Marina Biondi – Clitennestra misura lo spazio scenico come se stesse compiendo il giro della prigione (fuor di metafora; ma la metafora rimanda allo Zénon de L’Opera al nero della stessa Yourcenar: “chi sarà tanto insensato da morire senza aver fatto per lo meno il giro della propria prigione?”). È spaurita? Certamente è ancora gelosa e l’odio che l’ha spinta a uccidere il marito è il rovescio della medaglia del suo amore per lui. È una Penelope che non ha avuto la pazienza di attendere il ritorno del consorte (e magari di sopportarne la veloce ripartenza), rimasta schiacciata dal peso dell’angoscia, dalla disperazione dell’abbandono e infine della derisione.
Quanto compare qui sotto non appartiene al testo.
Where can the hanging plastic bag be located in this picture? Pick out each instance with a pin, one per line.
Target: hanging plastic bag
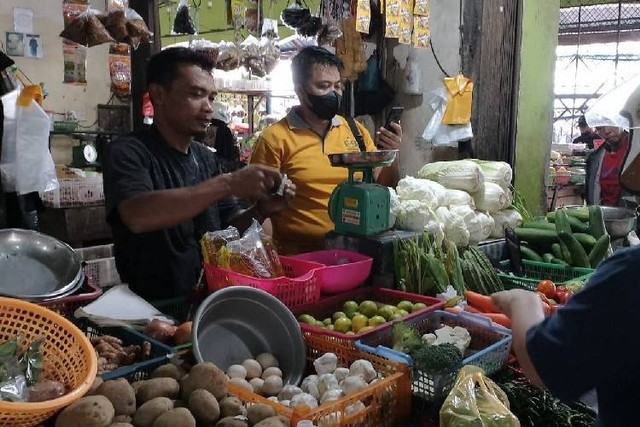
(412, 75)
(476, 401)
(459, 99)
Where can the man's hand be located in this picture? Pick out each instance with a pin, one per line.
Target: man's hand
(254, 182)
(387, 140)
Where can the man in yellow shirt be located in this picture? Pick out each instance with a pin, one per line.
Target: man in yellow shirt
(299, 145)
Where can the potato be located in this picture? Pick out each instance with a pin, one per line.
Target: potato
(277, 421)
(169, 370)
(121, 395)
(231, 406)
(90, 411)
(231, 422)
(206, 376)
(258, 412)
(158, 387)
(94, 386)
(149, 411)
(177, 417)
(204, 406)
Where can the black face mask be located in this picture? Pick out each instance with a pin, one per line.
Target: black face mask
(325, 106)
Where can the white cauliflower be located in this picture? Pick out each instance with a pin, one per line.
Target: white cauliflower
(457, 336)
(364, 369)
(326, 364)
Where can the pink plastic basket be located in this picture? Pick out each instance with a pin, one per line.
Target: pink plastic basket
(299, 287)
(344, 271)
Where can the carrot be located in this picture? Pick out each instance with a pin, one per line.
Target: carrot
(481, 302)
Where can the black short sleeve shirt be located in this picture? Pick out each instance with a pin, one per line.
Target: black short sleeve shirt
(164, 263)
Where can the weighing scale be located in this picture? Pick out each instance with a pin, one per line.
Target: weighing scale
(361, 207)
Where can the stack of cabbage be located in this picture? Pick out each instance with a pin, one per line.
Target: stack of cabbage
(466, 200)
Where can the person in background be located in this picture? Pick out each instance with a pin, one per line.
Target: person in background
(298, 146)
(164, 190)
(602, 183)
(587, 135)
(570, 352)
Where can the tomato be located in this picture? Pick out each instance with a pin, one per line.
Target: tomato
(547, 287)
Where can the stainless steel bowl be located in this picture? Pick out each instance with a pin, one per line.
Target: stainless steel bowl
(619, 221)
(35, 266)
(240, 322)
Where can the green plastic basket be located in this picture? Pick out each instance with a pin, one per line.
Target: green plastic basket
(536, 271)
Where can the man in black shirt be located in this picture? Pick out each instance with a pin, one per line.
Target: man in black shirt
(163, 190)
(587, 135)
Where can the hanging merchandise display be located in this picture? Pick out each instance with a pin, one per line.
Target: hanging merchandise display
(183, 23)
(459, 99)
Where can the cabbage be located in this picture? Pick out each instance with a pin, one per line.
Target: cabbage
(497, 172)
(454, 226)
(459, 198)
(492, 198)
(458, 175)
(432, 193)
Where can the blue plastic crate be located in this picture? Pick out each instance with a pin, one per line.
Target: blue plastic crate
(160, 353)
(489, 349)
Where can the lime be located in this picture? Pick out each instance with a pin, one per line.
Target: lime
(343, 325)
(368, 308)
(350, 306)
(337, 315)
(406, 306)
(307, 318)
(387, 311)
(358, 322)
(417, 306)
(376, 321)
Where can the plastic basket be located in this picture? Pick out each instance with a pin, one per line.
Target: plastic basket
(75, 192)
(490, 346)
(387, 402)
(326, 307)
(344, 270)
(300, 286)
(69, 358)
(535, 271)
(66, 306)
(128, 337)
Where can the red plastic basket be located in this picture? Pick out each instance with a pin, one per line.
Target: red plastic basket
(66, 306)
(327, 306)
(299, 287)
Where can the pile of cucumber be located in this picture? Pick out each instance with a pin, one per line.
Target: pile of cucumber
(575, 237)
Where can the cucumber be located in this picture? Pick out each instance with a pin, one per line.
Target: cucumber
(599, 250)
(530, 254)
(578, 226)
(578, 255)
(556, 250)
(535, 235)
(596, 222)
(543, 225)
(586, 240)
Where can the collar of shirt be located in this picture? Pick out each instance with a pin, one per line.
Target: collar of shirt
(295, 120)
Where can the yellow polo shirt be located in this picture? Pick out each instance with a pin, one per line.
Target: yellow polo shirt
(293, 148)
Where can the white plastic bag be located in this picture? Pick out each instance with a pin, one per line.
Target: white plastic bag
(437, 133)
(35, 171)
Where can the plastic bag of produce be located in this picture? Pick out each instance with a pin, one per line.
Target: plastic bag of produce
(497, 172)
(459, 175)
(476, 400)
(492, 199)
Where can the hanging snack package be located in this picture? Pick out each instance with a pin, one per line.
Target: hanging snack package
(120, 69)
(183, 23)
(87, 30)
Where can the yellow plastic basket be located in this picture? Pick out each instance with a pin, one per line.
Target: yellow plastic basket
(69, 358)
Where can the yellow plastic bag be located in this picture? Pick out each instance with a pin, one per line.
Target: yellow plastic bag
(459, 99)
(476, 401)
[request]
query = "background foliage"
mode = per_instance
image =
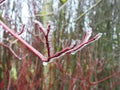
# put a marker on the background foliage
(63, 74)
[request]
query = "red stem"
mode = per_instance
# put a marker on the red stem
(43, 58)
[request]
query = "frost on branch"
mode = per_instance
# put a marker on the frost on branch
(47, 34)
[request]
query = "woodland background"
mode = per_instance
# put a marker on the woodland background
(68, 21)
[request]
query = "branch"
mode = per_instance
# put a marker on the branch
(21, 30)
(73, 49)
(10, 49)
(43, 58)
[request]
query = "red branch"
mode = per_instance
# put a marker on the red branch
(71, 49)
(22, 30)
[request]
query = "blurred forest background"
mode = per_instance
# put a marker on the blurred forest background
(98, 62)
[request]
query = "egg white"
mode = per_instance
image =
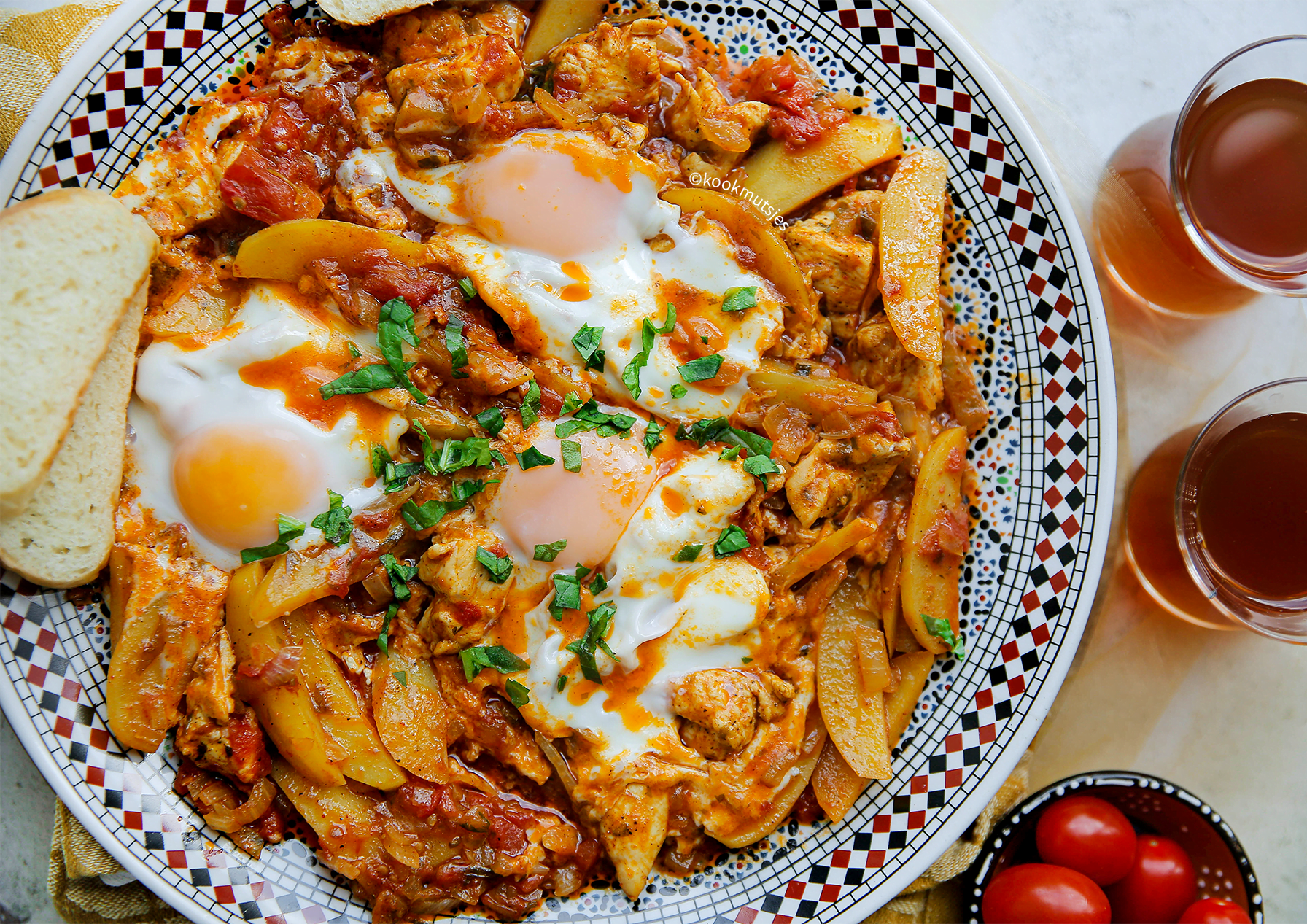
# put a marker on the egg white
(179, 392)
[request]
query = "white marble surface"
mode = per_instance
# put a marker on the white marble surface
(1221, 714)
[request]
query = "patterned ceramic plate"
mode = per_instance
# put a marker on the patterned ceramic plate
(1021, 277)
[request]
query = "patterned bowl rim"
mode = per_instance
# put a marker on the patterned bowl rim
(1013, 119)
(1125, 779)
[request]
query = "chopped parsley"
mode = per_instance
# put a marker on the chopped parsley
(459, 454)
(648, 333)
(399, 574)
(288, 528)
(497, 566)
(530, 404)
(942, 630)
(688, 552)
(518, 694)
(495, 656)
(534, 458)
(492, 419)
(740, 298)
(653, 435)
(600, 621)
(458, 346)
(335, 521)
(719, 430)
(589, 417)
(383, 640)
(702, 369)
(587, 341)
(548, 553)
(731, 541)
(572, 455)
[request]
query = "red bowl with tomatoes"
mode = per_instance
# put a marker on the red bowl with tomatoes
(1155, 854)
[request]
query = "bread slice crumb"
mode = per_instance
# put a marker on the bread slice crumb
(63, 537)
(72, 262)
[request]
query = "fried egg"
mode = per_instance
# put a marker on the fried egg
(672, 618)
(229, 434)
(559, 232)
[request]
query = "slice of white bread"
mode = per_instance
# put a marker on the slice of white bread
(64, 535)
(72, 260)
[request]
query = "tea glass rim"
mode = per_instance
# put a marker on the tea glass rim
(1244, 273)
(1244, 610)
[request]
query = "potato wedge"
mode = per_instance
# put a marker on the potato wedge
(345, 723)
(930, 579)
(282, 251)
(786, 178)
(295, 579)
(834, 782)
(914, 671)
(748, 226)
(911, 246)
(287, 711)
(854, 715)
(411, 715)
(556, 21)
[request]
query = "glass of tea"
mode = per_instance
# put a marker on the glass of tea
(1200, 212)
(1241, 510)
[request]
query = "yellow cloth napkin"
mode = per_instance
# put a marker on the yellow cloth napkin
(33, 47)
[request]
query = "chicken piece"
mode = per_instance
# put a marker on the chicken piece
(165, 605)
(176, 186)
(835, 473)
(721, 707)
(610, 69)
(883, 364)
(452, 69)
(234, 749)
(633, 831)
(490, 723)
(699, 118)
(835, 247)
(465, 599)
(213, 689)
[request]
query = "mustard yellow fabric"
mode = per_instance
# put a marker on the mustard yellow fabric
(33, 47)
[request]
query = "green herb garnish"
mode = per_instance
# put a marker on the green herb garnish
(335, 523)
(498, 567)
(548, 553)
(688, 552)
(740, 298)
(288, 528)
(731, 541)
(942, 630)
(495, 656)
(600, 620)
(587, 341)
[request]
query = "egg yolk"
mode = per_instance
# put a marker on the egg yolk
(589, 509)
(539, 194)
(232, 483)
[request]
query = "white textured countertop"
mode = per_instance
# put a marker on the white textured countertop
(1222, 714)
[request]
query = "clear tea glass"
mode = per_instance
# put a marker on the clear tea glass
(1273, 600)
(1175, 224)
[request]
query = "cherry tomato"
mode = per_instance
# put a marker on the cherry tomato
(1214, 911)
(1036, 893)
(1087, 836)
(1158, 888)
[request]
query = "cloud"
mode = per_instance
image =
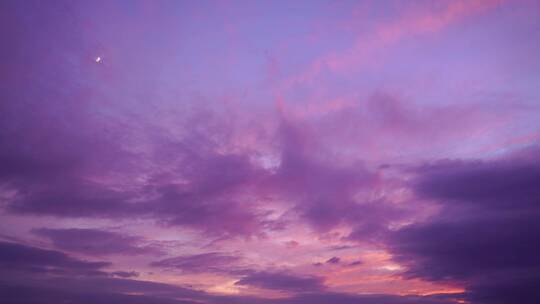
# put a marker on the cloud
(21, 258)
(198, 263)
(95, 241)
(282, 282)
(485, 235)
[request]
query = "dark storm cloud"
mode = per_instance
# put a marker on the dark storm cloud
(486, 235)
(95, 241)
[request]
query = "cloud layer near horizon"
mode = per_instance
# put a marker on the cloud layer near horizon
(264, 152)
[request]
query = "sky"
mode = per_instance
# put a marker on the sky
(270, 152)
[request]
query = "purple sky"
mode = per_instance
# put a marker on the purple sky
(270, 152)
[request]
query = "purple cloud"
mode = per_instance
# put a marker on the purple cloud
(485, 236)
(16, 258)
(282, 281)
(205, 262)
(95, 242)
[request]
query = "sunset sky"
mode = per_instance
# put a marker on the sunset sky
(270, 152)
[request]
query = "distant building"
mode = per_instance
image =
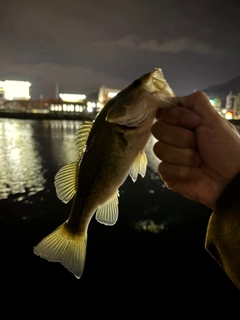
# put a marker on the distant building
(105, 94)
(15, 90)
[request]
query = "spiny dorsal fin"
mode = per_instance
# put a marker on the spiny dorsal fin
(81, 137)
(66, 181)
(139, 166)
(108, 213)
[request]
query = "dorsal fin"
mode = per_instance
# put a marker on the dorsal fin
(139, 166)
(82, 136)
(108, 212)
(66, 181)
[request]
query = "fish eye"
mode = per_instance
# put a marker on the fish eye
(136, 83)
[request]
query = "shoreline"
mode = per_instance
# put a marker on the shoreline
(48, 116)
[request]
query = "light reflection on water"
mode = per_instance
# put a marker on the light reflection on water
(21, 169)
(62, 134)
(33, 151)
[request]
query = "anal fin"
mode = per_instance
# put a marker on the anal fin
(139, 166)
(108, 212)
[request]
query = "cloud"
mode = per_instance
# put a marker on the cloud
(76, 79)
(175, 45)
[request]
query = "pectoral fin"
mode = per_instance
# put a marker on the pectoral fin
(66, 181)
(139, 166)
(81, 137)
(108, 213)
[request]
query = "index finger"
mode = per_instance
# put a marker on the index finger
(179, 116)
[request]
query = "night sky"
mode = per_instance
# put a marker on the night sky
(84, 44)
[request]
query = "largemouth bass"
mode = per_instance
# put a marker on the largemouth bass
(108, 150)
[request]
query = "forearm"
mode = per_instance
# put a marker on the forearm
(223, 232)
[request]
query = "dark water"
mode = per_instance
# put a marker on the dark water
(153, 255)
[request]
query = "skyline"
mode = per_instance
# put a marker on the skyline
(82, 45)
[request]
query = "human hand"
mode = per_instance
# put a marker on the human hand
(200, 150)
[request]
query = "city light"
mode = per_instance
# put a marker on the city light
(18, 90)
(72, 97)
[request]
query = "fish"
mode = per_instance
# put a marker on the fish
(109, 149)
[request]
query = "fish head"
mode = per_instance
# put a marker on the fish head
(137, 105)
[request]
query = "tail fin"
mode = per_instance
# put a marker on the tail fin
(66, 248)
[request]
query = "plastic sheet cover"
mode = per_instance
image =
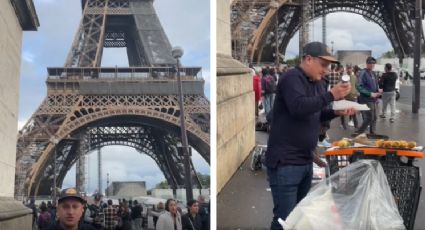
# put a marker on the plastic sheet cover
(356, 197)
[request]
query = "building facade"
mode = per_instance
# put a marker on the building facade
(16, 16)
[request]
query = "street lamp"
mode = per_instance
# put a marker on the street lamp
(55, 142)
(177, 53)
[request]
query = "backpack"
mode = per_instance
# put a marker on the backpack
(270, 84)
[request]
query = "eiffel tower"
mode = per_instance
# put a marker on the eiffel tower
(88, 106)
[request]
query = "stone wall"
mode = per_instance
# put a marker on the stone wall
(10, 61)
(235, 100)
(13, 214)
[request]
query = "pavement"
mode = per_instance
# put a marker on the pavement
(246, 203)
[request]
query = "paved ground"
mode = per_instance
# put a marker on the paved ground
(245, 202)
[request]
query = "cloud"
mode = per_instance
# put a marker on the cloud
(28, 57)
(347, 31)
(186, 23)
(126, 164)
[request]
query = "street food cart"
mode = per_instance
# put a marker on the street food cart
(397, 159)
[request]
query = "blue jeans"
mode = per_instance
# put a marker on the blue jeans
(289, 185)
(268, 102)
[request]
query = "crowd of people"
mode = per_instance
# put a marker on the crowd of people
(368, 87)
(74, 212)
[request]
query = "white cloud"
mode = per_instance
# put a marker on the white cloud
(126, 164)
(21, 124)
(28, 57)
(347, 31)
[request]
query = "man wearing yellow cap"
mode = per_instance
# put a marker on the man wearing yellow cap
(70, 210)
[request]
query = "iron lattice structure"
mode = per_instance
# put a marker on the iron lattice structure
(88, 107)
(256, 18)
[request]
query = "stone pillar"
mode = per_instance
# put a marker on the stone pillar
(15, 16)
(235, 97)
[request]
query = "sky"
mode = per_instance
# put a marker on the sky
(49, 46)
(186, 23)
(348, 31)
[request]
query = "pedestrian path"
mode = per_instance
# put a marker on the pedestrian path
(246, 203)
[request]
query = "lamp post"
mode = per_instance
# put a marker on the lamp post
(177, 53)
(416, 95)
(55, 142)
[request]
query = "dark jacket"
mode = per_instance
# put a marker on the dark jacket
(366, 85)
(136, 212)
(387, 82)
(81, 227)
(190, 223)
(300, 105)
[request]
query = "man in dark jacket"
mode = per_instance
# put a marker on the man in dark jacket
(367, 86)
(300, 105)
(387, 84)
(136, 215)
(70, 210)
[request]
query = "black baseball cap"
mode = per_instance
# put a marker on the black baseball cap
(318, 49)
(71, 193)
(370, 60)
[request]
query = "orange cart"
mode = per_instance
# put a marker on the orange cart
(398, 164)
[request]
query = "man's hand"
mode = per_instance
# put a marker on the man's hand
(345, 112)
(319, 161)
(340, 90)
(374, 95)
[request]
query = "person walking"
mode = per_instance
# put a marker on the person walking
(70, 211)
(387, 84)
(136, 215)
(268, 87)
(111, 217)
(192, 220)
(352, 96)
(170, 219)
(44, 219)
(301, 104)
(369, 92)
(256, 80)
(156, 212)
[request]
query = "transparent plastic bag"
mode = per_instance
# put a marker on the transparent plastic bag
(356, 197)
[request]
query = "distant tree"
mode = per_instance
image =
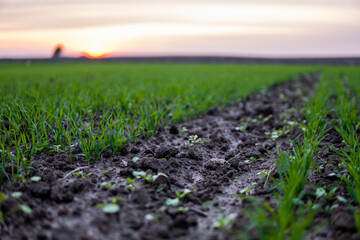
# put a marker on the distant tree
(57, 51)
Lo specchio l’ha pugnalata con la rivelazione che i dieci anni non sono trascorsi senza lasciar traccia sul suo corpo, così come ne è rimasta ferita l’anima: impossibile dunque riprendere il filo della vita familiare dove era stato interrotto. Ma l’omicidio non le ridarà la pace perché non riporterà indietro il tempo e Agamennone tornerà a visitarla da fantasma, nonostante lei gli abbia tagliato i piedi per impedirgli di uscire dalla tomba: “lui che durante dieci anni non ha fatto lo sforzo di prendersi un congedo di otto giorni per ritornare da Troia, lui è ritornato dalla morte”.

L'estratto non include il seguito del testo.